Xiao Heng mengerutkan alis,

"Jika bukan karena itu, bagaimana menjelaskan kau meminum arak beracun tapi tak keracunan?"

Jintong terdiam, memang sulit dijelaskan. Tapi kebal racun, ia tak percaya.

"Mungkin, aku hanya beruntung."

Jintong benar-benar tak mengerti kenapa ia tak keracunan, akhirnya menganggap ini soal keberuntungan.

Ia sudah mati sekali, lalu hidup kembali, keberuntungan sehebat itu, minum arak beracun tapi tak terkena racun, mungkin saja bukan?

Xiao Heng tersenyum, ia sendiri tak pernah percaya pada keberuntungan. Dalam hatinya, ia sudah yakin Jintong memang kebal terhadap segala racun.

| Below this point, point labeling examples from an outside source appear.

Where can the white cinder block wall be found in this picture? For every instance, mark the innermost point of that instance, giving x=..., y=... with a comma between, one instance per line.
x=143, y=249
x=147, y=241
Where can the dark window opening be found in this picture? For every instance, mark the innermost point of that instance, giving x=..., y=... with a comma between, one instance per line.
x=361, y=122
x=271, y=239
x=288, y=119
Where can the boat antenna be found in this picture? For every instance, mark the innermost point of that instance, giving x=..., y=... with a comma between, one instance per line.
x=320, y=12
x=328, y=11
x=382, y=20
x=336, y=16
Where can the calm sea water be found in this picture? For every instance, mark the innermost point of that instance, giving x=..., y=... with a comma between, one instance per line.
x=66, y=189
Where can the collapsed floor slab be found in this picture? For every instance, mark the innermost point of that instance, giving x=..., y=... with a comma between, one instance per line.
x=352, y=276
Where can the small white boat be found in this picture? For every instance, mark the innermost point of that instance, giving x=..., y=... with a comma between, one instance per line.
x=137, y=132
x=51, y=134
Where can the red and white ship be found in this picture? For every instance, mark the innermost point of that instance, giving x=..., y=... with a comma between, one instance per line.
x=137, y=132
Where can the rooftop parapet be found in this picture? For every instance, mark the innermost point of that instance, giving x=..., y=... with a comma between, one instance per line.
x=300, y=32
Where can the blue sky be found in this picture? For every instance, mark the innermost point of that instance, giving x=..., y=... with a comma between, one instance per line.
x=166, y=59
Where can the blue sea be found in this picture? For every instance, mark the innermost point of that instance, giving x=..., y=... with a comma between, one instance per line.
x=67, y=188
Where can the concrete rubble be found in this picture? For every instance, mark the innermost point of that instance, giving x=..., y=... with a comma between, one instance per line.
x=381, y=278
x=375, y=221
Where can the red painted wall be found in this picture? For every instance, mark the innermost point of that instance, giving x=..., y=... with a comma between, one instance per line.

Ia sangat kagum, betapa dianugerahi nasib luar biasa hingga memiliki tubuh yang jarang ditemui dalam sejarah.

Jintong tenggelam dalam pikirannya sendiri, sama sekali tak sadar masih duduk di pangkuan Xiao Heng. Xiao Heng tersenyum tipis, memeluk pinggangnya semakin erat.

Saat itu, pengawal bayangan Qi Yu mengetuk jendela, lalu masuk dan berkata,

"Tuan, anak muda itu tidak tahan, ingin bertemu Anda."